How El Paso County Sheriff's Office Uses Technology To Clear Up Coverage Confusion

Where police patrol boundaries end and sheriff patrol boundaries begin

EL PASO, Texas - The city of El Paso is growing and changing month by month. Many of those changes have come from annexations on the far east side. And they're also creating some blurred lines for law enforcement.

ABC-7 rode along with El Paso County Sheriff's Office Deputy Manny Marquez recently to see those changes firsthand.
"When they had just built the Lowe's and the Walmart, you'd drive out to where the Peter Piper Pizza is and you'd have the city limits sign," said Dep. Marquez, pointing at the businesses across the street from the Sheriff's Office headquarters in Far East El Paso.

The city limits sign is still standing in the median of Montana Avenue. Now, it serves as a watermark -- an example of how times have changed.

"All this area was nothing but desert," said Marquez, who has been on patrol with EPCSO for 31 years.

"I may be aging myself here," Marquez said as he drove down Zaragoza Road. "This road used to be a little two-lane highway that came off a little highway -- that was Loop 375 -- all the way to Montana. This thing wasn't lit. It was dark. There were huts on the side of the road."

Now -- there's a Pizza Hut. There are also shops and lots of houses. The land once overseen by Sheriff deputies is now patrolled by El Paso police officers. The straight lines of jurisdiction are now more like checkerboards -- with county land sometimes dividing stretches of city land.

Marquez drove ABC-7 to a neighborhood off Zaragoza -- county patrol area surrounded by homes in the city. The backyard wall of the city properties, which range in value from $138,000 to $200,000, overlook the county land. Some of it is undeveloped. But there are also small houses, an abandoned, unfinished house and a plumbing company.

"We have a lot of quads motorcycles going down the street -- the the dirt road," said Luis Rivera-Miura. He has lived in one of the houses that has a city park beyond his front door and county sand dunes beyond the back wall.

Rivera-Miura, who was been living in El Paso since being stationed at Fort Bliss three years ago, admitted he was baffled when he first moved here.

"Where do I pay the taxes to? I was a little confused."

He's not the only one. ABC-7 talked to patrons of a gas station on Zaragoza about the potential confusion.
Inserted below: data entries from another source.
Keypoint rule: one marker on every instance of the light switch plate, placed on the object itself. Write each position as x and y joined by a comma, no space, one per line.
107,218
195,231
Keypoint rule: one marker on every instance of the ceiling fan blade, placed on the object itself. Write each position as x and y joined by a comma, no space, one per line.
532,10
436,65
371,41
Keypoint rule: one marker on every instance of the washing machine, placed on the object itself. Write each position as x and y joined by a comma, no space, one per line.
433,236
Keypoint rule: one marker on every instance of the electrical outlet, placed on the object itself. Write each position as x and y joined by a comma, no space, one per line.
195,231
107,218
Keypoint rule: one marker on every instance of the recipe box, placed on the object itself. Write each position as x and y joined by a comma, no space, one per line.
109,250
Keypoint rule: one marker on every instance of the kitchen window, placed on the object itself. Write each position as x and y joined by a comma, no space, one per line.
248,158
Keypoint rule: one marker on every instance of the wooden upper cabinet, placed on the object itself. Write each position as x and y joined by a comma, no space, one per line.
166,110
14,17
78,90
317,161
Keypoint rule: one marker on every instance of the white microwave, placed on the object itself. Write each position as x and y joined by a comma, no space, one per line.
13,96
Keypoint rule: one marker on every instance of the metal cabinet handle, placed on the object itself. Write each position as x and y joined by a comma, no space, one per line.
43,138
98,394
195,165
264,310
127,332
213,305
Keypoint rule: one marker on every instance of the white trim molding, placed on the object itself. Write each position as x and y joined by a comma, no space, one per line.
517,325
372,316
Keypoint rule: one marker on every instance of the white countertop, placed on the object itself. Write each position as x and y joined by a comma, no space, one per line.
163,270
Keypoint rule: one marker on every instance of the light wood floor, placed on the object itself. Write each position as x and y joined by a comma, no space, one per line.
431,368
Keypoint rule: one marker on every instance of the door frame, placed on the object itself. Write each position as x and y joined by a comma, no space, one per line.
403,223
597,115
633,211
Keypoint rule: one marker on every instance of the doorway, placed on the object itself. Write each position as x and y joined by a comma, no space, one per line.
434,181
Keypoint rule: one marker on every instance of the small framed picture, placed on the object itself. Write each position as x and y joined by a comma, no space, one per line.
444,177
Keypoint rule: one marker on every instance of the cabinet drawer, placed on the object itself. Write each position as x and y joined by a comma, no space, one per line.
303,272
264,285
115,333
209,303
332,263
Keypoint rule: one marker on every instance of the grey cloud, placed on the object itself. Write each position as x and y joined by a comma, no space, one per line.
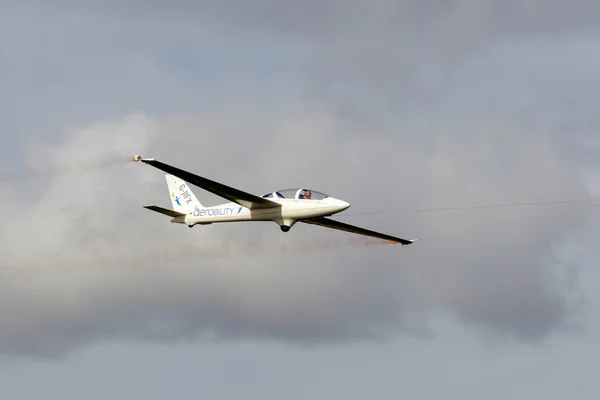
490,269
486,268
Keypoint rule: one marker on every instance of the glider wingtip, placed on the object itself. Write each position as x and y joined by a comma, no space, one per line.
138,158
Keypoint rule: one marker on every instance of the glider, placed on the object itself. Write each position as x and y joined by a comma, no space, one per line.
285,207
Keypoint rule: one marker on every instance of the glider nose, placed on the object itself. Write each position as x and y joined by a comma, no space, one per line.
341,204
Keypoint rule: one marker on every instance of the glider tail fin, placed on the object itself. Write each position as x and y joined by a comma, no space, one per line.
182,197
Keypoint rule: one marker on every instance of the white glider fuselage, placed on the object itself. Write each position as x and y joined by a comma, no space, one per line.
291,210
284,207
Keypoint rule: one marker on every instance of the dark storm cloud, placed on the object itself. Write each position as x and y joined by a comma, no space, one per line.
486,268
490,269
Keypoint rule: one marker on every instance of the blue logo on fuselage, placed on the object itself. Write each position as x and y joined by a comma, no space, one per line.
213,212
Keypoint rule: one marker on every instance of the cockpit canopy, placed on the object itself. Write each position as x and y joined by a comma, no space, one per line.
299,194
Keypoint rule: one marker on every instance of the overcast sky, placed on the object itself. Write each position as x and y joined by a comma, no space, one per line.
392,106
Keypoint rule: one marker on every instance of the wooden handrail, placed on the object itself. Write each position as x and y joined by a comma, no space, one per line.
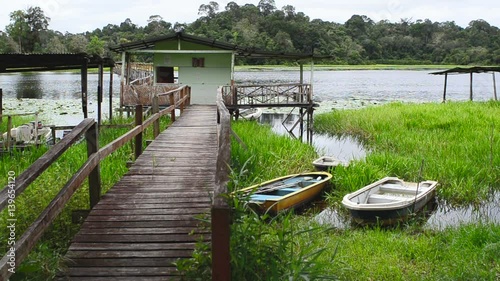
90,169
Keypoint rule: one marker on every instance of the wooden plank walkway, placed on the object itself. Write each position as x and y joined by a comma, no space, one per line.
151,217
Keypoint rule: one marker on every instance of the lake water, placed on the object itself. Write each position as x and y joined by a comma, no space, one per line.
57,97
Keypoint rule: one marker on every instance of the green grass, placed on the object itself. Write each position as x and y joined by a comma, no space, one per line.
399,137
459,143
45,260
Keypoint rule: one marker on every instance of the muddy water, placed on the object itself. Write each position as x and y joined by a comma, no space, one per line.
438,216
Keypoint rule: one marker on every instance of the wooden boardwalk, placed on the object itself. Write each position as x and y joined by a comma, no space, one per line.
151,217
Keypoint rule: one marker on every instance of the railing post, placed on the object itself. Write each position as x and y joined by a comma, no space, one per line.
156,124
91,136
9,135
172,102
221,266
138,138
1,106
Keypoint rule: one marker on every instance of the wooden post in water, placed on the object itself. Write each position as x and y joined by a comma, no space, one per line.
84,87
111,93
91,136
172,102
156,124
9,127
100,93
494,88
138,138
470,97
445,85
1,106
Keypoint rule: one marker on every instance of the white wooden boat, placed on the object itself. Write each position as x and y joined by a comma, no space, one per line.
29,134
325,163
251,113
388,201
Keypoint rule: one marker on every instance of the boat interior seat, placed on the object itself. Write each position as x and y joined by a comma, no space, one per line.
396,188
379,198
263,197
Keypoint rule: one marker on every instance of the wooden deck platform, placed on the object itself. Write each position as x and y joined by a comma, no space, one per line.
151,217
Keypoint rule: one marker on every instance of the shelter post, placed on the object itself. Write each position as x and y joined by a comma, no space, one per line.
111,69
84,74
100,94
494,87
470,97
1,106
445,85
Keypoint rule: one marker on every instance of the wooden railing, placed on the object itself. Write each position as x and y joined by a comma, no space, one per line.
267,95
90,169
144,94
221,269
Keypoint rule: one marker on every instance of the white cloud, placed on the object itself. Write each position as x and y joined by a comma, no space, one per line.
80,15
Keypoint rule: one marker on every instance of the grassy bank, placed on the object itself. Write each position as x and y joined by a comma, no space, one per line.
45,260
447,136
459,143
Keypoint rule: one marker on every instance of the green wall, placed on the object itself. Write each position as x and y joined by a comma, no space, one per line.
204,81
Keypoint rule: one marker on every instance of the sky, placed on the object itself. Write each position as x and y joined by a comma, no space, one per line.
76,16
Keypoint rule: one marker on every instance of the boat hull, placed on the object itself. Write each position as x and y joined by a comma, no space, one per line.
280,199
377,203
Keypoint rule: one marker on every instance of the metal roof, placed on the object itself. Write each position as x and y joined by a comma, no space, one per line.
474,69
47,62
240,51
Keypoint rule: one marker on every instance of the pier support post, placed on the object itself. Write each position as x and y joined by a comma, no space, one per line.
138,138
156,124
92,139
221,266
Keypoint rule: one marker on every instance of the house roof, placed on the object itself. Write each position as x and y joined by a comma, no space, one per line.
240,51
46,62
474,69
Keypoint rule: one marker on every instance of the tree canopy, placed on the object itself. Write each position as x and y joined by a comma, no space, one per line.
359,40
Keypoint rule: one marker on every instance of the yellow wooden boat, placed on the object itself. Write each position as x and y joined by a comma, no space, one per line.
286,192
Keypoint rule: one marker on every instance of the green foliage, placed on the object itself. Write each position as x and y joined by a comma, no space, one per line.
359,40
44,261
265,248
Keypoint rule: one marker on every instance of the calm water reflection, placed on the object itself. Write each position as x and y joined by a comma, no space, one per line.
345,148
441,215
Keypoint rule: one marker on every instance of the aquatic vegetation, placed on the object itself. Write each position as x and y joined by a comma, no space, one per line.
458,142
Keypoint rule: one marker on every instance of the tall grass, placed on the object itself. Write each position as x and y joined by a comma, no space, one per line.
44,261
265,248
460,143
464,252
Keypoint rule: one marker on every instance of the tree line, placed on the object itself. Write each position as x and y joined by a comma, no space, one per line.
359,40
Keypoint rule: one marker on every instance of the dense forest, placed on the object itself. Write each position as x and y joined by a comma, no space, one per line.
359,40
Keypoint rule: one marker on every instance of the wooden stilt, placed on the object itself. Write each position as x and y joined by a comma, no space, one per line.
445,85
470,97
495,97
84,87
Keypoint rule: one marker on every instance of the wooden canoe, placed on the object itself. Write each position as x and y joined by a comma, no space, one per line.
388,201
286,192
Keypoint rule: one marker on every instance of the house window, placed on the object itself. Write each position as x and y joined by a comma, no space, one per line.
198,62
164,74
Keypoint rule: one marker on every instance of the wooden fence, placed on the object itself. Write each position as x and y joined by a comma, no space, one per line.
267,95
144,94
90,169
221,269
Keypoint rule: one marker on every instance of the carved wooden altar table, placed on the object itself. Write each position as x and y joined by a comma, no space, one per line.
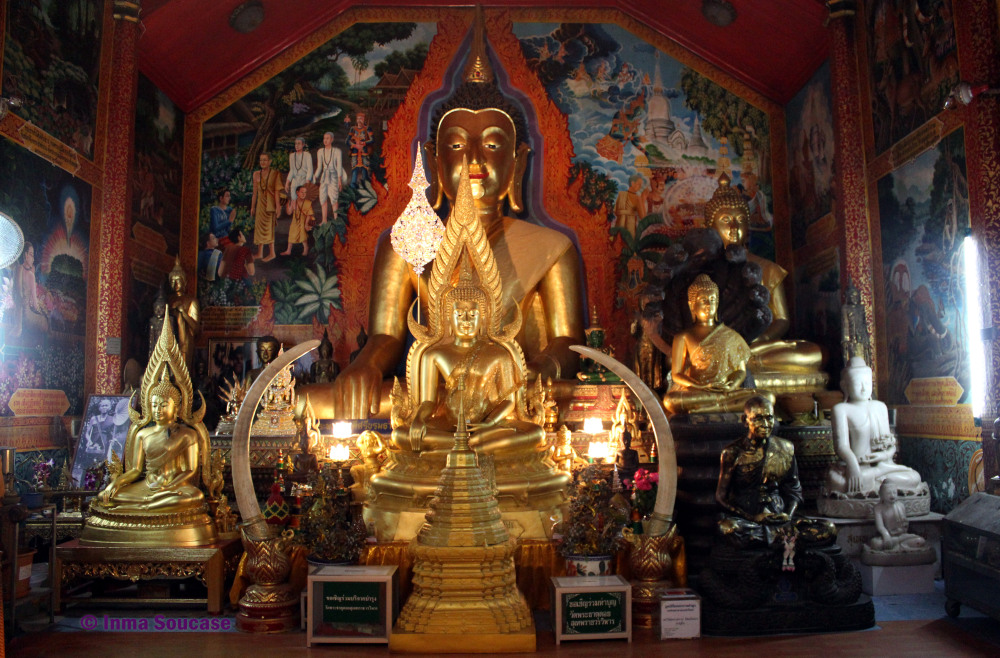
211,565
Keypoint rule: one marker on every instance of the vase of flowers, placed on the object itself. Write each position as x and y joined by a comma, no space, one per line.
593,529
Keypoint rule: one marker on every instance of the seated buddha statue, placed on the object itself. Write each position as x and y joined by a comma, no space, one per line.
539,266
776,364
866,446
709,360
760,490
466,362
156,499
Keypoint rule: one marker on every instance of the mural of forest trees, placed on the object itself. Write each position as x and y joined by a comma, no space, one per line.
326,112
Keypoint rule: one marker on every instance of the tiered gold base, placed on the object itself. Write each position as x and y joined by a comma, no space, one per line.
108,527
435,643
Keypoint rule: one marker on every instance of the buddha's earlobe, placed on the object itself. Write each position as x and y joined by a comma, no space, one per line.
516,190
437,190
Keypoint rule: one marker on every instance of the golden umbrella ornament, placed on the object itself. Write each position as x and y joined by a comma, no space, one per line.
418,232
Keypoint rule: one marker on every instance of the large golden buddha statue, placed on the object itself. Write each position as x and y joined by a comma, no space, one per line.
465,362
155,499
538,266
777,364
708,360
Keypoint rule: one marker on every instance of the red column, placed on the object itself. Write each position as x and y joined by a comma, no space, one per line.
116,208
849,158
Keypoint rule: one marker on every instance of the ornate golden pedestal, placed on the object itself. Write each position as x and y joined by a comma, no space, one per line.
211,565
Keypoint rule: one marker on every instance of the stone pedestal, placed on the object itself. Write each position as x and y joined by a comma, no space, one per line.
852,534
884,581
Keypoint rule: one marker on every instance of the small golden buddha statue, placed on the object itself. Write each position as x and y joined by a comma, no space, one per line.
539,266
154,498
776,364
759,487
183,309
466,362
709,360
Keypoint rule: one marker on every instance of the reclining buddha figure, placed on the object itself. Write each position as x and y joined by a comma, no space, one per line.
465,361
777,364
539,266
155,499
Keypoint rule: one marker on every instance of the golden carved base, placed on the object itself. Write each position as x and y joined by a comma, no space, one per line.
437,643
108,527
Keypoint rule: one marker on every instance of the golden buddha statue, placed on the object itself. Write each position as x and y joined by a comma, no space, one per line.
539,266
465,361
709,360
776,364
183,309
155,498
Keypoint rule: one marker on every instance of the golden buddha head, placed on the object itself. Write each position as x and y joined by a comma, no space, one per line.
728,214
164,399
758,416
267,349
479,124
703,300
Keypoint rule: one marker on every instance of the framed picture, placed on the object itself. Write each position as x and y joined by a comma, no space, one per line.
231,357
104,428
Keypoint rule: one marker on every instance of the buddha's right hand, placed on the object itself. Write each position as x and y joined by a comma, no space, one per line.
357,392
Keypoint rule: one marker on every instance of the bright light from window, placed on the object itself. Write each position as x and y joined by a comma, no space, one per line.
974,326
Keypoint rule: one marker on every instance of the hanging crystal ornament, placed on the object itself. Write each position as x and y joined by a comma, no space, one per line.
418,232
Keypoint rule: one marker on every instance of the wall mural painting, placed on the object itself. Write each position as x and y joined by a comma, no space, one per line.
282,165
52,53
43,296
924,215
818,301
809,121
913,60
651,136
156,179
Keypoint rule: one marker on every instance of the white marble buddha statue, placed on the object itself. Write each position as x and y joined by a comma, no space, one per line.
866,446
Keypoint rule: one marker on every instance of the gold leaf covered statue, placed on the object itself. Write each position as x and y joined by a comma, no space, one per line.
709,360
157,500
538,267
467,341
777,364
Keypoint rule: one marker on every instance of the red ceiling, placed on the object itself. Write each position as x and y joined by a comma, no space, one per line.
189,51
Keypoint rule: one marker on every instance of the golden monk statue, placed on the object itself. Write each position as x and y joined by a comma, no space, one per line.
539,266
776,364
709,360
759,487
465,362
183,309
155,499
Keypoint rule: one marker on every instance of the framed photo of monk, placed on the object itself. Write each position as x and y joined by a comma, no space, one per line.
104,428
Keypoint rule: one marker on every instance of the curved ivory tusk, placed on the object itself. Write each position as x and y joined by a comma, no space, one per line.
666,493
246,498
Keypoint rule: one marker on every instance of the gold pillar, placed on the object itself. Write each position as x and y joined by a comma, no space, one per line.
116,207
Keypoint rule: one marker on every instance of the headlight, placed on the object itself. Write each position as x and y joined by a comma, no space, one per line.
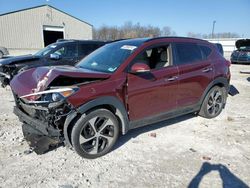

"I actually don't know what jurisdiction is out here," said Gracie DeSantiago, who just moved to El Paso from California a month ago. "I don't know if it's city, sheriff. I don't know who would be responding should I have to call someone."
"We don't know who we're supposed to call," said Butch Duncan, who's lived on the far east side for a year.

Marquez said that comment was more common when the patrol deputies had to hand-draw their jurisdiction maps.

As recently as three years ago -- Sheriff's units were equipped with an updated GPS and mapping system. Sheriff Office staff constantly updates the electronic maps. The city and the county land is identified by different colors. And all law enforcement dispatchers now work together to determine which department should respond to incoming calls. The systems have eliminated most confusion for law enforcement.

"We both respond. Usually when it's really close they send the city and the county," Marquez added.

Technology has created a more efficient system for constantly changing boundaries.